Exploring Disordered Quantum Spin Models with a Multi-Layer Multi-Configurational Approach

TL;DR

This paper demonstrates the application of the multi-layer multi-configuration time-dependent Hartree method to disordered quantum spin models, enabling the study of complex many-body phenomena beyond traditional entanglement limits.

Contribution

It introduces ML-MCTDH to quantum spin systems, extending its use from molecular physics to disordered spin models in one and two dimensions.

Findings

Successfully applied ML-MCTDH to disordered spin models with long-range interactions.

Able to handle high-dimensional and challenging disordered systems.

Shows potential for broad applicability in quantum many-body physics.

Abstract

Numerical simulations of quantum spin models are crucial for a profound understanding of many-body phenomena in a variety of research areas in physics. An outstanding problem is the availability of methods to tackle systems that violate area-laws of entanglement entropy. Such scenarios cover a wide range of compelling physical situations including disordered quantum spin systems among others.
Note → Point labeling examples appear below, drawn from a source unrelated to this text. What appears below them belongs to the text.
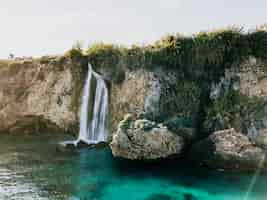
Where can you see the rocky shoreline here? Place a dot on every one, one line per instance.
(155, 113)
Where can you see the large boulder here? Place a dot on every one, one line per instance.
(229, 150)
(144, 140)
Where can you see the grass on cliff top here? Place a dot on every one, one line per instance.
(215, 49)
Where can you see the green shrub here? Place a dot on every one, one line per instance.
(76, 52)
(107, 55)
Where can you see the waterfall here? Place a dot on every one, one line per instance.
(94, 109)
(93, 122)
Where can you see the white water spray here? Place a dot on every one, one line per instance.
(94, 109)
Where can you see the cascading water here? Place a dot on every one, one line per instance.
(94, 109)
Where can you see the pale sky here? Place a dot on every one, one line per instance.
(41, 27)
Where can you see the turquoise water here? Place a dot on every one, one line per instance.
(31, 167)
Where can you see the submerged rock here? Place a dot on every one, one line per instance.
(72, 145)
(228, 149)
(143, 139)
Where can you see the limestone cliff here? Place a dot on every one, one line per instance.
(40, 95)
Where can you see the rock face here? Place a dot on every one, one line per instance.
(144, 140)
(230, 150)
(40, 95)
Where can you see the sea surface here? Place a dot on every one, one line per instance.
(32, 168)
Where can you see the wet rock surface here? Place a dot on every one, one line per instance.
(144, 140)
(230, 150)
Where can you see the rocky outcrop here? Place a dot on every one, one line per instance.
(144, 140)
(40, 95)
(230, 150)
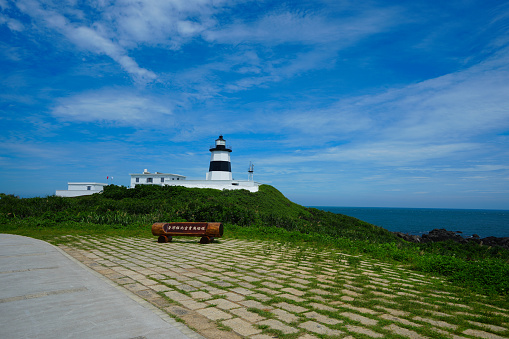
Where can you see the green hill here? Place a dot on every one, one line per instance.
(266, 214)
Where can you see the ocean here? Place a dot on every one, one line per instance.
(418, 221)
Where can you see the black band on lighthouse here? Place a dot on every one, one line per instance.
(220, 166)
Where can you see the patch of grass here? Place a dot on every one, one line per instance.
(296, 233)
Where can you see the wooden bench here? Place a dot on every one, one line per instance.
(206, 230)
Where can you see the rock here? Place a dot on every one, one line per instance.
(444, 235)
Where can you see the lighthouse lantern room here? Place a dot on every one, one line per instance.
(220, 166)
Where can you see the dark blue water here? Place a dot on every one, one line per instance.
(484, 223)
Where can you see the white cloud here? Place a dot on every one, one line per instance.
(12, 24)
(85, 37)
(115, 106)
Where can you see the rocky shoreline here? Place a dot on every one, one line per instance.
(444, 235)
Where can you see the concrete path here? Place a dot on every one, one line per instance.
(45, 293)
(234, 289)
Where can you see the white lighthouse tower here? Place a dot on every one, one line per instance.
(220, 166)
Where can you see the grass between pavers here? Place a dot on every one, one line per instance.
(329, 276)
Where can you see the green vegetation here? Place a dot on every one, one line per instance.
(266, 215)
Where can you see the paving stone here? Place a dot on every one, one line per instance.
(187, 288)
(200, 295)
(403, 332)
(241, 290)
(247, 315)
(193, 305)
(285, 316)
(234, 297)
(177, 296)
(365, 331)
(321, 318)
(176, 310)
(222, 283)
(214, 314)
(399, 320)
(363, 320)
(291, 297)
(319, 328)
(309, 336)
(223, 304)
(360, 309)
(277, 325)
(247, 285)
(293, 291)
(322, 307)
(268, 291)
(255, 304)
(488, 326)
(260, 296)
(436, 323)
(271, 284)
(241, 327)
(291, 307)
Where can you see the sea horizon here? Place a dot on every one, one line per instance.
(419, 221)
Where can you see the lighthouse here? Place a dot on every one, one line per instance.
(220, 166)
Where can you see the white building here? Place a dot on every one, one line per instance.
(76, 189)
(147, 178)
(218, 177)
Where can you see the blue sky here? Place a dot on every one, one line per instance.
(338, 103)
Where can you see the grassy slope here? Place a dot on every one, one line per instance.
(266, 214)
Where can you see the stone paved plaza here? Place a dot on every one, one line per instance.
(253, 289)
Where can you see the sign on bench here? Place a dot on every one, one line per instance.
(206, 230)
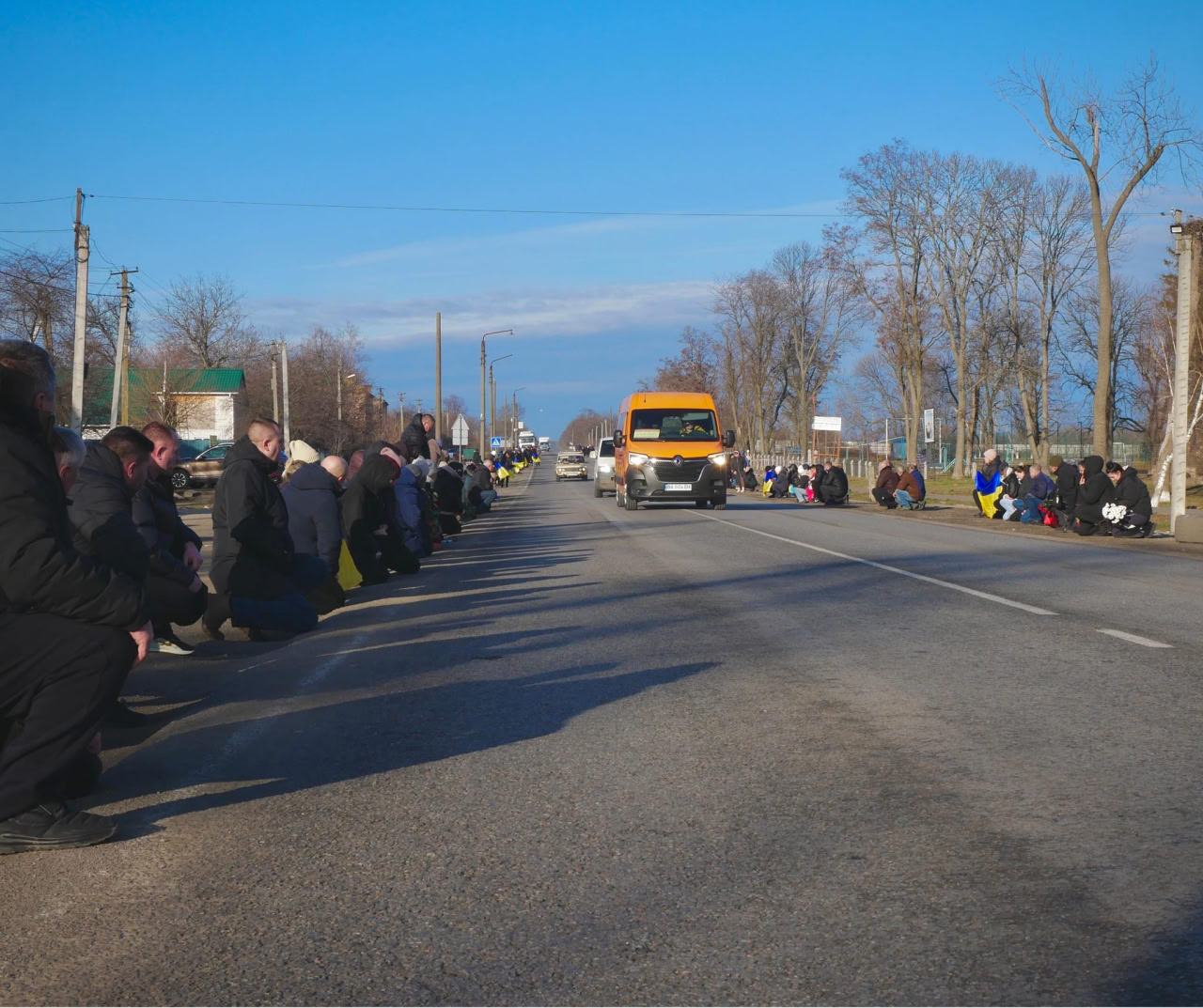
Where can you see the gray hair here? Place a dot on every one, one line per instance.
(31, 361)
(69, 447)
In this work, we employ a numerical technique referred to as multi-layer multi-configuration time-dependent Hartree (ML-MCTDH) to evaluate the ground state of several disordered spin models. ML-MCTDH has previously been used to study problems of high-dimensional quantum dynamics in molecular and ultracold physics but is here applied to study spin systems for the first time. We exploit the inherent flexibility of the method to present results in one and two spatial dimensions and treat challenging setups that incorporate long-range interactions as well as disorder. Our results suggest that the hierarchical multi-layering inherent to ML-MCTDH allows to tackle a wide range of quantum many-body problems such as spin dynamics of varying dimensionality.